What you need to know
- Azure virtual machines were hit by a global outage last night around 1 AM EST on October 13, 2021.
- The outage lasted around seven hours and affected several services that depend on Azure virtual machines.
- Microsoft explains that the outage occurred because a "required artifact version data could not be queried."
Microsoft's Azure virtual machine service went down for almost 7 hours last night. The outage started at 1:12 AM EST and lasted until 7:45 AM EST. A subset of Windows Virtual Machines may have failed during the outage when performing certain tasks, including start, create, update, delete. Services with dependencies on Windows Virtual Machines may have also failed during the same time. Microsoft explains that non-Windows Virtual Machines and existing running Windows Virtual Machines should not have been impacted by the issue.

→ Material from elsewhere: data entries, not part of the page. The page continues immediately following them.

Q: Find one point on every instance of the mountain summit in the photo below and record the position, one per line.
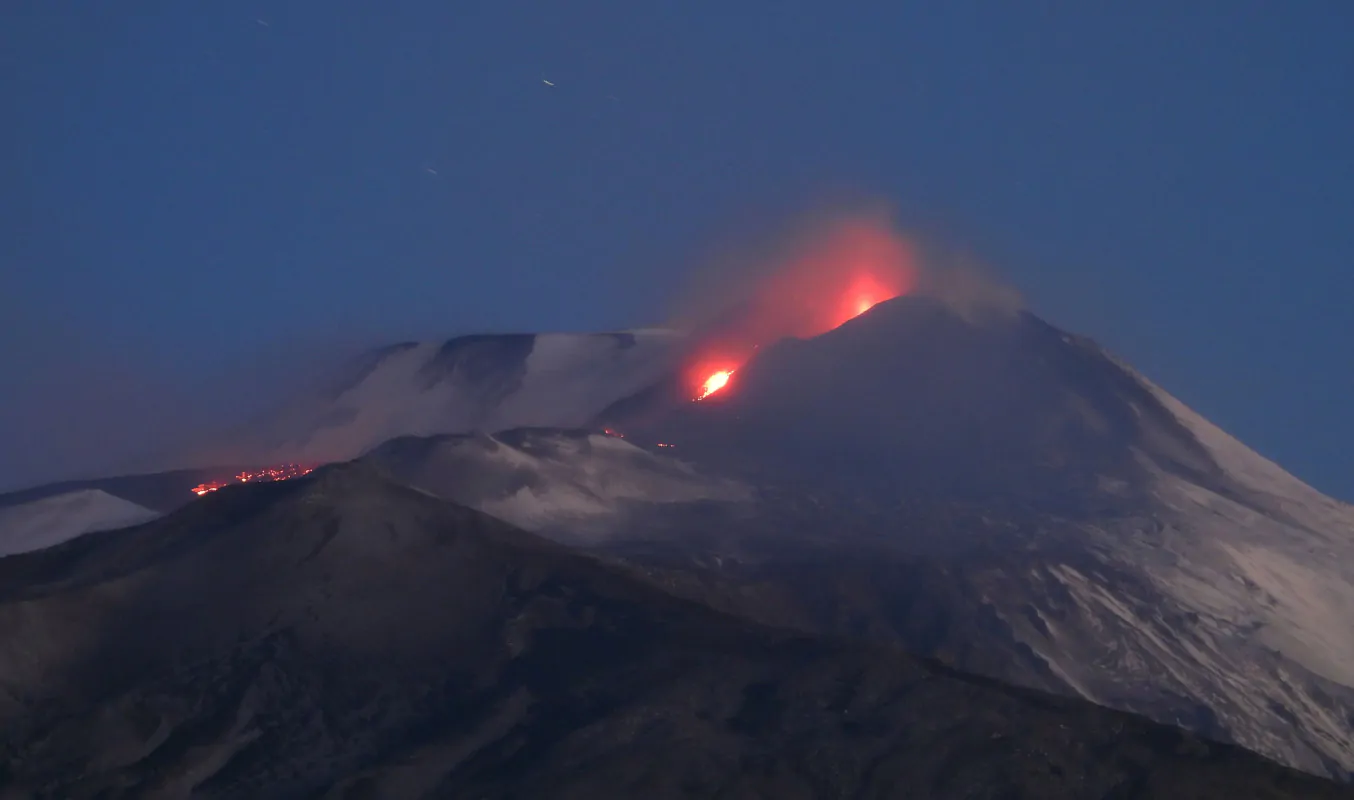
(345, 636)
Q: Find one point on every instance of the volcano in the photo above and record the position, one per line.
(1031, 506)
(971, 485)
(345, 636)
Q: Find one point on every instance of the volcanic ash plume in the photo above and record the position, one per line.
(830, 272)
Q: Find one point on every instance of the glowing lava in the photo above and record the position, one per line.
(279, 473)
(715, 382)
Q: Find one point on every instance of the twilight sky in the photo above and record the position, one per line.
(198, 190)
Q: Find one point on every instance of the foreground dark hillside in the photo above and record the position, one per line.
(344, 636)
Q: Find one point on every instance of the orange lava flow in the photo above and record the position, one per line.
(714, 383)
(279, 473)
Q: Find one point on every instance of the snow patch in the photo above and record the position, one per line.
(52, 520)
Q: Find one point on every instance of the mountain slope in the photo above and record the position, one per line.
(466, 385)
(1125, 550)
(343, 636)
(566, 483)
(52, 520)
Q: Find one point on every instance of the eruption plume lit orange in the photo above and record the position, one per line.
(826, 278)
(715, 382)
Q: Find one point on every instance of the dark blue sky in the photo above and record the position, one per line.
(186, 184)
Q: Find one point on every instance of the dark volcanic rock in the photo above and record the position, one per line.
(343, 636)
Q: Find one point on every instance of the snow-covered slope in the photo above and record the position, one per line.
(566, 483)
(471, 383)
(1139, 555)
(52, 520)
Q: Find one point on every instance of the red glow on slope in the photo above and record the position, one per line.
(279, 473)
(825, 280)
(715, 382)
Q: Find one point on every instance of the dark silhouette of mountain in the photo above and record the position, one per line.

Microsoft identified the preliminary root cause, which is outlined on the Azure status page:
We identified that calls made during service management operations were failing as a required artifact version data could not be queried. Our investigation focused on the backend compute resource provider (CRP) to determine why the calls were failing, and identified that a required VMGuestAgent could not be queried from the repository. The VM Guest Agent Extension publishing architecture was being migrated (as part of a migration of legacy service management backend systems) to a new platform which leverages the latest Azure Resource Manager (ARM) capabilities.
Microsoft mitigated the impact of the issue by "marking the appropriate extensions to the correct expected level (in this case, public)." The company will perform a full Root Cause Analysis (RCA) within 72 hours of the incident.